The various ways of conceptualizing health are reflected in social policies and individual behaviors. These conceptualizations also hold different parties accountable. If a society conceives that good or ill health is a consequence of an individual's discretionary behaviors (e.g., washing hands before handling food to avoid food poisoning), then individuals would be responsible for their own health. Conversely, if a society regards health as a reflection of social and political systems (e.g., increased infant mortality after community health center funding is cut), then policymakers would be held accountable. Societies and individuals have different and complex matrices of causality and accountability for various health outcomes. Some health conditions are attributed to individuals, while others to social policy or even to uncontrollable forces (e.g., fate, nature). Health services researchers and policymakers must recognize the strengths and limitations of the various conceptualizations of health that they use in studying health-related issues, shaping public policy, and providing services.
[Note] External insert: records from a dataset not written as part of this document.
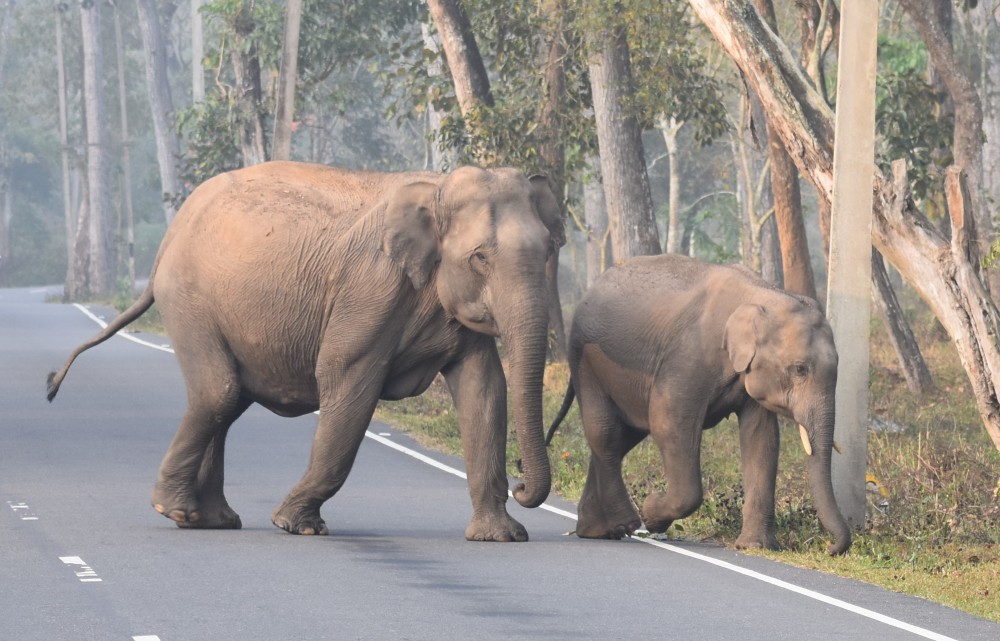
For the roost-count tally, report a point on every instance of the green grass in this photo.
(934, 533)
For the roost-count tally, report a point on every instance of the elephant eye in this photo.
(479, 262)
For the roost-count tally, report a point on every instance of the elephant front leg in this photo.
(759, 442)
(605, 510)
(345, 412)
(479, 391)
(189, 488)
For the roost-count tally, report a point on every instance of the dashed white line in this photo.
(86, 574)
(22, 510)
(896, 623)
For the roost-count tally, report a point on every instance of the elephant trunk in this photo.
(524, 331)
(820, 434)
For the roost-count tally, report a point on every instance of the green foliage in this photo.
(910, 118)
(210, 130)
(335, 96)
(932, 534)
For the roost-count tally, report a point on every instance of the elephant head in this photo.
(484, 235)
(784, 351)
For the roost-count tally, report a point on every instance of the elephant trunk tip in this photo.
(52, 384)
(533, 497)
(840, 545)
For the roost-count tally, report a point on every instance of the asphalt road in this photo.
(84, 556)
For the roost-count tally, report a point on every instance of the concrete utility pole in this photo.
(850, 280)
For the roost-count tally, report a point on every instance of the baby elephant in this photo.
(669, 346)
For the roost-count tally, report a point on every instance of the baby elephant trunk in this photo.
(820, 438)
(524, 335)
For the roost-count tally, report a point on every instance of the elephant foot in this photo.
(299, 521)
(660, 510)
(594, 522)
(495, 527)
(757, 540)
(191, 515)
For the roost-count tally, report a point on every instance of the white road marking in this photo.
(86, 574)
(22, 510)
(896, 623)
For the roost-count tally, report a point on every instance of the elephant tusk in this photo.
(806, 445)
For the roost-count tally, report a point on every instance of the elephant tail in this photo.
(137, 309)
(567, 403)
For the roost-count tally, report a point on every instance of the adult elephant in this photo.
(303, 287)
(669, 346)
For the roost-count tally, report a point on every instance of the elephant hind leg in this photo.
(214, 509)
(189, 488)
(679, 441)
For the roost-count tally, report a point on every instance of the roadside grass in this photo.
(933, 526)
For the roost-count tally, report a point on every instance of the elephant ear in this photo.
(741, 335)
(547, 206)
(409, 235)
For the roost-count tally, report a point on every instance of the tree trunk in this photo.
(554, 158)
(468, 73)
(623, 163)
(596, 222)
(78, 287)
(985, 21)
(943, 273)
(436, 159)
(968, 137)
(160, 102)
(197, 52)
(796, 265)
(281, 144)
(918, 377)
(670, 130)
(101, 265)
(249, 111)
(126, 163)
(74, 280)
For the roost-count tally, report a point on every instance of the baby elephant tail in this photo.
(567, 403)
(137, 309)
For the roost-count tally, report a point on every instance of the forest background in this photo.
(663, 126)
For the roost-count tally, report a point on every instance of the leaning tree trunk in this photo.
(553, 155)
(943, 273)
(69, 220)
(796, 265)
(101, 265)
(284, 110)
(249, 108)
(984, 21)
(161, 103)
(623, 165)
(918, 377)
(468, 73)
(968, 127)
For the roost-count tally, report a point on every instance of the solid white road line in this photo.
(896, 623)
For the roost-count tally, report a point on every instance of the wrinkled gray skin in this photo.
(302, 287)
(669, 346)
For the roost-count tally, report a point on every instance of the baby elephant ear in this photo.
(547, 206)
(409, 235)
(740, 338)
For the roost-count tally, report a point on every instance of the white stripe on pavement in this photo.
(896, 623)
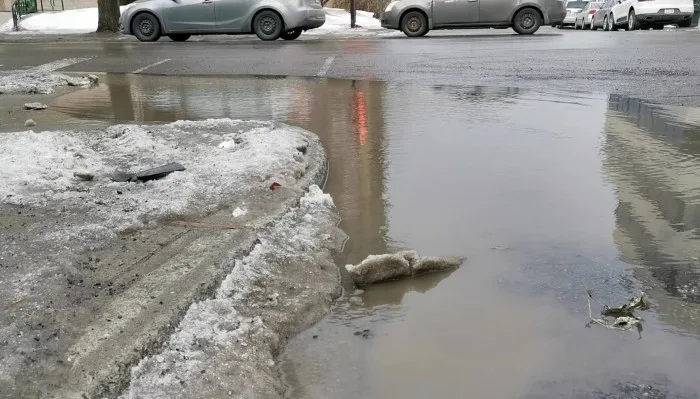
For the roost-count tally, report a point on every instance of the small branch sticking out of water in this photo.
(625, 319)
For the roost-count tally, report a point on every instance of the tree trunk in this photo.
(108, 16)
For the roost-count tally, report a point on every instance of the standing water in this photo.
(548, 195)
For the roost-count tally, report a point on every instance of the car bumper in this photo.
(660, 17)
(306, 18)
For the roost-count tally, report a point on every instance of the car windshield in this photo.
(576, 4)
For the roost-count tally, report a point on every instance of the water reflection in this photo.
(653, 161)
(347, 115)
(459, 171)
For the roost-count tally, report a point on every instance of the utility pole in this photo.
(352, 13)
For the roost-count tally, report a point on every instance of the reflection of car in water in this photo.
(417, 17)
(654, 162)
(148, 20)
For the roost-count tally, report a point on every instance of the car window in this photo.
(576, 4)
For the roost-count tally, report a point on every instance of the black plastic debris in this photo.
(150, 174)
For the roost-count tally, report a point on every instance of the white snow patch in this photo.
(39, 169)
(82, 20)
(85, 21)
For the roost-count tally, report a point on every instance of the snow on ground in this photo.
(85, 21)
(224, 346)
(338, 22)
(34, 81)
(40, 169)
(82, 20)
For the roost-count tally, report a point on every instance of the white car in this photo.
(573, 7)
(645, 14)
(585, 17)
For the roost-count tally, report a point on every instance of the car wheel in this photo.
(268, 25)
(611, 21)
(146, 27)
(632, 21)
(180, 37)
(527, 21)
(414, 24)
(291, 34)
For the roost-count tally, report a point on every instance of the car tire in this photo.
(414, 24)
(613, 25)
(527, 21)
(179, 37)
(268, 25)
(291, 34)
(146, 27)
(632, 23)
In the following sections, the philosophical underpinnings for the definition of health will be discussed, and the ways in which different views of health are reflected in various measures of health will be examined. Next, various determinants of health from a social-ecological perspective will be reviewed. Finally, the question of who is responsible for health is addressed.

Naturalist and Normativist Definition of Health

The definition of health has long been a subject of debate among philosophers. Two major, contrasting perspectives have been proposed. Derived in the 1970s from the traditional biomedical standpoint, the naturalist view defines health as the freedom from disease, which, in turn, is defined as the inability of one's body to perform all the typical physiological functions with at least typical efficiency. This view places health and disease (or death) at the two poles of a continuum, and individuals find themselves somewhere between the two poles. According to this definition, for example, a person with diabetes cannot be “healthy,” even if his or her condition is well managed with insulin, because his or her body is not able to perform all the typical physiological functions.